Pourtant, cet homme de l’ombre maîtrisée est aussi un écrivain. Une rareté dans un univers où l’immédiateté des réseaux sociaux écrase souvent la profondeur. Wilfried Léandre Houngbédji est l’auteur d’au moins deux ouvrages qui en disent long sur sa conception du pouvoir et de la parole. Le premier, paru en mai 2008, s’intitule Liberté et devoir de vérité. Le titre résonne comme un manifeste. Pour lui, la communication ne saurait être une simple vitrine. Elle engage, elle oblige. Le second ouvrage, Ainsi parle Patrice Talon, publié en octobre 2021, se présente comme un recueil précieux, presque un testament politique retraçant les premières années d’un quinquennat fondateur. En écrivant ces pages, il n’a pas cherché à flatter. Il a cherché à transmettre, à documenter, à fixer pour l’histoire la pensée d’un chef.

Cette double casquette de technicien de la communication et d’écrivain fait de lui un ministre singulier. Dans un gouvernement où la parole officielle est souvent aseptisée, on devine que Wilfried Léandre Houngbédji insufflera une respiration nouvelle. Il connaît la valeur des mots. Il sait qu’un communiqué mal ficelé peut détruire en quelques heures une confiance bâtie en des années. Sa nomination par le président Romuald Wadagni n’est donc pas un geste anodin. C’est un signal fort adressé à l’ensemble de l’appareil d’État : le travail bien fait est la seule monnaie d’échange qui vaille.

La reconstruction promise par le nouveau régime passe par une exigence de clarté

Wilfried Léandre Houngbédji, par sa constance et sa compétence, en devient l’un des artisans majeurs. Il n’a pas besoin de grands discours tonitruants. Sa légitimité lui vient de ses actes passés et de sa loyauté intellectuelle. Cet homme a su traverser une transition sans heurt, preuve qu’il incarne une forme de continuité républicaine rare dans les jeunes démocraties africaines. On ne le reconduit pas par simple courtoisie. On le promeut parce qu’il le mérite.

Dans le même mouvement, le président Romuald Wadagni a nommé d’autres profils de valeur autour de lui. Hermann Orou Takou devient secrétaire général adjoint de la présidence.
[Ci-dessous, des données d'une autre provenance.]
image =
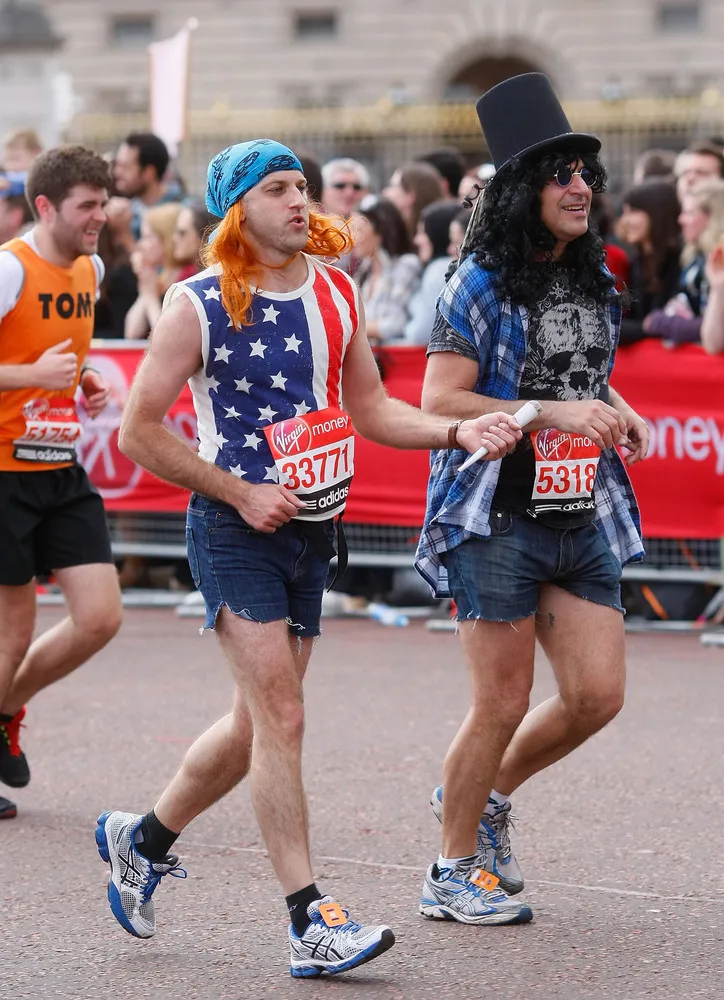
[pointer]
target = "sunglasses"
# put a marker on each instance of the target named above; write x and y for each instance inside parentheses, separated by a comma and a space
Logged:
(565, 174)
Maximilien Claude Cocou Olympio prend la tête de la cellule juridique en qualité de conseiller juridique. L’ancien ministre du cadre de vie José Tonato est appelé comme conseiller aux infrastructures. Salimane Karimou, ex ministre des enseignements maternel et primaire, veillera sur l’éducation. Enfin, Adediran Alfred Affoyon coordonnera le bureau d’analyse et d’investigation. Tous ces noms composent une équipe où l’expérience et l’intégrité semblent être les mots d’ordre.
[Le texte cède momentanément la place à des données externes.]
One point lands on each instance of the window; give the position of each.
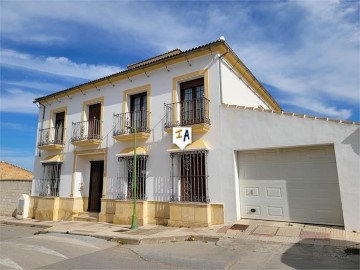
(59, 128)
(189, 175)
(126, 177)
(94, 129)
(192, 102)
(138, 112)
(49, 184)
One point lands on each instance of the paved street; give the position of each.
(21, 249)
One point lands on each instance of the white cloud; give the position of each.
(18, 101)
(319, 108)
(16, 126)
(60, 66)
(43, 86)
(313, 53)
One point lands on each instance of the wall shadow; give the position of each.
(307, 254)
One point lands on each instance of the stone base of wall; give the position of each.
(10, 192)
(56, 208)
(162, 213)
(195, 215)
(120, 212)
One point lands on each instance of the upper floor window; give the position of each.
(138, 112)
(53, 138)
(59, 128)
(192, 106)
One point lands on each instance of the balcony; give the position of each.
(123, 122)
(51, 138)
(193, 113)
(87, 133)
Mais parmi ces personnalités solides, Wilfried Léandre Houngbédji brille d’un éclat particulier. Il n’est pas un homme de combat frontal. Il est un homme de reconstruction lente, patiente, méthodique. Et c’est précisément cela dont le Bénin a besoin aujourd’hui. Après des années de profondes mutations, il faut consolider. Il faut expliquer. Il faut rassembler. Qui mieux que celui qui a passé plus d’une décennie à peser chaque syllabe officielle pourrait mener cette tâche délicate ? À l’heure où le Bénin se tourne vers l’avenir, où l’on répare les infrastructures et restaure la confiance, la figure de Wilfried Léandre Houngbédji se dresse comme une évidence. Il n’est pas le plus bruyant. Il est peut-être le plus solide. Et dans une époque qui récompense souvent l’esbroufe, célébrer le travail bien fait a quelque chose de joyeusement révolutionnaire. Cette révolution-là, douce, lettrée, rigoureuse, a commencé le 26 mai 2026. Elle a pour ministre un homme qui sait que les mots ne s’envolent pas : ils construisent.